Registration of Businesses in the United States

By: Joseph J. Wielebinski

Mar 30, 2009

I. Introduction

It is very important for every professional that becomes involved in asset tracing and recovery in the United States (“U.S.”) to have a general familiarity with certain aspects of business registration, including: the various business entities that are recognized in the U.S.; the process for registering those business entities; the various governmental departments that keep corporate records; the process of how these files can be accessed; and the public disclosure of such records. This article therefore provides a brief overview of these aspects of business registration. 

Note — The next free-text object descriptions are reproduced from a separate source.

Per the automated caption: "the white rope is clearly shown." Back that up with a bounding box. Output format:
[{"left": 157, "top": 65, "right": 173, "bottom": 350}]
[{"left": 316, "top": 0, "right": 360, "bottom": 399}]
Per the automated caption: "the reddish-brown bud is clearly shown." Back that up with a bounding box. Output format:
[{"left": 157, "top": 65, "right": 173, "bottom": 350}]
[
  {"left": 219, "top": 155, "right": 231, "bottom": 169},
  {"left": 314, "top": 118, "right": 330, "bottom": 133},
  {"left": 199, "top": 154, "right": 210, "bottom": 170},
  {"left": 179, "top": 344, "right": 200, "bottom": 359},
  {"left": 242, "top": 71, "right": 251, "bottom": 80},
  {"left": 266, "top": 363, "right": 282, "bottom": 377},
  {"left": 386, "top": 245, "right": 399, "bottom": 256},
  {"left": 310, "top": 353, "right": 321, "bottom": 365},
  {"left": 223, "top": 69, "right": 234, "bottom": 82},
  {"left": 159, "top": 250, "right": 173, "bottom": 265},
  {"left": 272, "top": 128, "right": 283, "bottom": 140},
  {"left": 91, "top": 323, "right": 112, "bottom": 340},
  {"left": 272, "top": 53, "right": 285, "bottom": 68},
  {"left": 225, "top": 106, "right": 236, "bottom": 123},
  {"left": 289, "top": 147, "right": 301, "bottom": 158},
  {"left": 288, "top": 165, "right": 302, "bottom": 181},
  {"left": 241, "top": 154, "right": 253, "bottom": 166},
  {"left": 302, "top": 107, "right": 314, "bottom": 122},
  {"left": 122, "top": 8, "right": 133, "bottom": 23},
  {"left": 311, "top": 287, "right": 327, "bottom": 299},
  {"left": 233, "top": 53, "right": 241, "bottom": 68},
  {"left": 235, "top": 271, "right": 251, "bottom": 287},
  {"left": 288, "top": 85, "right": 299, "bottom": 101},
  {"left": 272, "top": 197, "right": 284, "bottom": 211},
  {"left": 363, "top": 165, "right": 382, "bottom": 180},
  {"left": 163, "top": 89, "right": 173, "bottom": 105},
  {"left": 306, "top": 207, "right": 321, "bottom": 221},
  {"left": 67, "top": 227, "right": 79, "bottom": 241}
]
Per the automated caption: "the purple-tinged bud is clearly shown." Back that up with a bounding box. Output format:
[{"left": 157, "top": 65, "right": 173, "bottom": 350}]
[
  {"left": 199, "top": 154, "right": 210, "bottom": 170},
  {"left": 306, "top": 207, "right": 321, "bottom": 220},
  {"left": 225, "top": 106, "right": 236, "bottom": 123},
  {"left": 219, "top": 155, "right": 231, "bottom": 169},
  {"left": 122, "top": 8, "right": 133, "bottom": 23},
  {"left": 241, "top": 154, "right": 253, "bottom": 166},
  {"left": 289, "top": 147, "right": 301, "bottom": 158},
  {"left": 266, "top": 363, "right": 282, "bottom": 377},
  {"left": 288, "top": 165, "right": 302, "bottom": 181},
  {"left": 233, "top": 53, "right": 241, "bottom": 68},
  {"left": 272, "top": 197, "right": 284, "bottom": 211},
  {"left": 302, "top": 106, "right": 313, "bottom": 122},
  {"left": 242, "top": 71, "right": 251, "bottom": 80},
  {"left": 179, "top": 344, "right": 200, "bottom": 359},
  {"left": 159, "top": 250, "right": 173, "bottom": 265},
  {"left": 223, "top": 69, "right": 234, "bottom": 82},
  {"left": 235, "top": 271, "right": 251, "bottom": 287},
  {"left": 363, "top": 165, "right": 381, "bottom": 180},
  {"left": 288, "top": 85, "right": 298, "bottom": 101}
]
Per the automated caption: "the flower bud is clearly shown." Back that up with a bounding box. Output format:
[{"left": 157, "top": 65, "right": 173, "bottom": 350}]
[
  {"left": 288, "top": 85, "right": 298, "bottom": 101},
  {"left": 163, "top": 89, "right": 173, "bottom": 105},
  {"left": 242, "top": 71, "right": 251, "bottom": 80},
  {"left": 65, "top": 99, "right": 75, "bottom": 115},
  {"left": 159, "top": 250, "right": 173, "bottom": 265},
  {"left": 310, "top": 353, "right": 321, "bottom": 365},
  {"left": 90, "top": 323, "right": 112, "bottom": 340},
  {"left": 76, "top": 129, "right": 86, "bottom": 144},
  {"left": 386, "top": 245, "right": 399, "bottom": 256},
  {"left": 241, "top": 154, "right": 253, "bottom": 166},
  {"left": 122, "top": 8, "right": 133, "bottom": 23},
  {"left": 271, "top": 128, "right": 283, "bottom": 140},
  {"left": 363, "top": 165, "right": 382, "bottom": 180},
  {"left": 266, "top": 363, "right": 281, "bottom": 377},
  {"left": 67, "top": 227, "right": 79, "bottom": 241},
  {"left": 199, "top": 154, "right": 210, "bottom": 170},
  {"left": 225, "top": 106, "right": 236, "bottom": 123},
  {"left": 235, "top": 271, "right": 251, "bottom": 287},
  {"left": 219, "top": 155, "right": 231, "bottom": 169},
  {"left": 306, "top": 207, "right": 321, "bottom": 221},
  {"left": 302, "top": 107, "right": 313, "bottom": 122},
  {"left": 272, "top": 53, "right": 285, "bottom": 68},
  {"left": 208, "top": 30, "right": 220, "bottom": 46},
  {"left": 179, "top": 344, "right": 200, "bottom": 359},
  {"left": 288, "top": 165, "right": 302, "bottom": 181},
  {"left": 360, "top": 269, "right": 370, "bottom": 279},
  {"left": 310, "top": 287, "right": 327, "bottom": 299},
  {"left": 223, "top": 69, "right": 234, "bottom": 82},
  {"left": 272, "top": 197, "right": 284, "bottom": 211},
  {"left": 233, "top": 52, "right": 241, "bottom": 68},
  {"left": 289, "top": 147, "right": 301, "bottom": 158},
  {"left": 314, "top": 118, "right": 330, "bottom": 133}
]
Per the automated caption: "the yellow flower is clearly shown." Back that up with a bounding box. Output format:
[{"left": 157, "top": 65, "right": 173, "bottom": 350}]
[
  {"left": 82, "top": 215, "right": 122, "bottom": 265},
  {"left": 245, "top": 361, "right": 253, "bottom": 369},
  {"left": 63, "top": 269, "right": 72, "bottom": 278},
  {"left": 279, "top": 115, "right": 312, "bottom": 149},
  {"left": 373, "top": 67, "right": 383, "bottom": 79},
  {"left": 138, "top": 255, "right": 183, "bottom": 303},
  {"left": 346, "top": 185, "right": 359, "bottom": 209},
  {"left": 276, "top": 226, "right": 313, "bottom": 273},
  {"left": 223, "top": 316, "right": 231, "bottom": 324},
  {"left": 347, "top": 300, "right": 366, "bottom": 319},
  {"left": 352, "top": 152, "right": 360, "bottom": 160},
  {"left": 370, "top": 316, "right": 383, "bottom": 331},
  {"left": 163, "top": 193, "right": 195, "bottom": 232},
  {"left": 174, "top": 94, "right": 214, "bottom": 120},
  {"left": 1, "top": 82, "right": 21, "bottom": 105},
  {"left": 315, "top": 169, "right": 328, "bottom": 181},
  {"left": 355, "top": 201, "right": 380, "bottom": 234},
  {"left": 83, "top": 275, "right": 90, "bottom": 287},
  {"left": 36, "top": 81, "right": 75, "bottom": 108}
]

II. Classification and Types of Businesses


A corporation (abbreviated as “Inc.” or “Corp.”) is an organization formed under the authority of a state within the U.S., which acts as an artificial person, carries on business (or other activities), can sue or be sued, and (unless it is non-profit) can issue shares of stock to raise capital. The primary benefit of forming a corporation is that it generally shields owners (in the form of shareholders), management, and employees from liability. An individual, a company, or a government may form a corporation. A corporation can take the form of a public, private (often termed a “closely held corporation”), charitable, or religious corporation. Each form of corporation has certain benefits exclusive to it.


A partnership is a business enterprise entered into for profit and is owned by more than one person, each of whom is a “partner.” It may be created by a formal written agreement, an oral agreement, or just a handshake. Each partner invests a certain amount of capital, establishes an agreed-upon percentage of ownership, is responsible for all its debts and contracts (even when another partner created the debt or entered into the contract), shares in the management decisions, and shares in the profits and losses according to his percentage of the total investment or ownership.